TEHRAN (Reuters) - Iran’s parliament speaker said on Sunday the award of a knighthood to author Salman Rushdie, whose novel “The Satanic Verses” outraged many Muslims, was a shameless act and would not go without a Muslim response.
Rushdie was awarded a knighthood for services to literature in the Queens’s birthday honours list.
“The latest act of the British government was shameless and imprudent and can not be interpreted to anything but blind hostility and absolute brainlessness,” parliament speaker Gholamali Haddadadel said in comments carried by state television.
“The Muslims of the world will not leave this imprudent and shameless act without response,” he said without elaborating on what that response would be.
Demonstrations against the award have been held in Pakistan and Malaysia.
Rushdie’s novel “The Satanic Verses” prompted the late Iranian revolutionary leader Ayatollah Ruhollah Khomeini to issue a fatwa death warrant against him in 1989, forcing him into hiding for nine years.

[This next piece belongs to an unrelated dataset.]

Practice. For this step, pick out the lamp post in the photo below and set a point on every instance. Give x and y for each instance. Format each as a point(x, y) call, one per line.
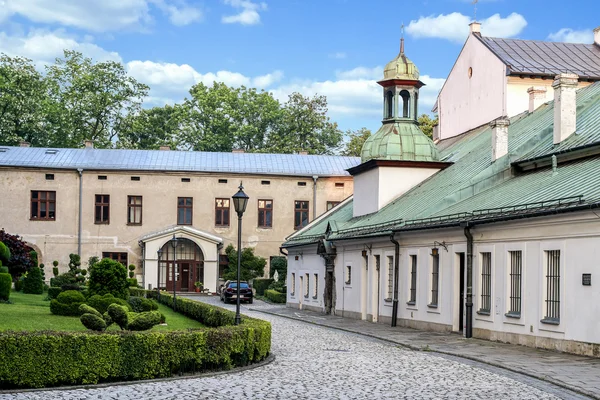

Iran’s Foreign Ministry summoned Britain’s ambassador to Tehran on Tuesday to protest against the knighting, calling it a provocative act.
The Islamic Republic’s government formally distanced itself in 1998 from the original fatwa against Rushdie, issued in 1989 by Khomeini who said the book committed blasphemy against Islam.
But shortly after it disavowed the death edict under a deal with Britain, Iranian media said three Iranian clerics called on their followers to kill Rushdie, saying the fatwa was irrevocable.
A senior Iranian cleric said in a sermon at prayers on Friday that the fatwa was “still alive” in the Islamic Republic.
Britain’s twice-yearly honours ritual -- designed to recognise outstanding achievement -- is part of an ancient and complex honours system. A total of 946 honours were handed out in the birthday list, including 21 knighthoods.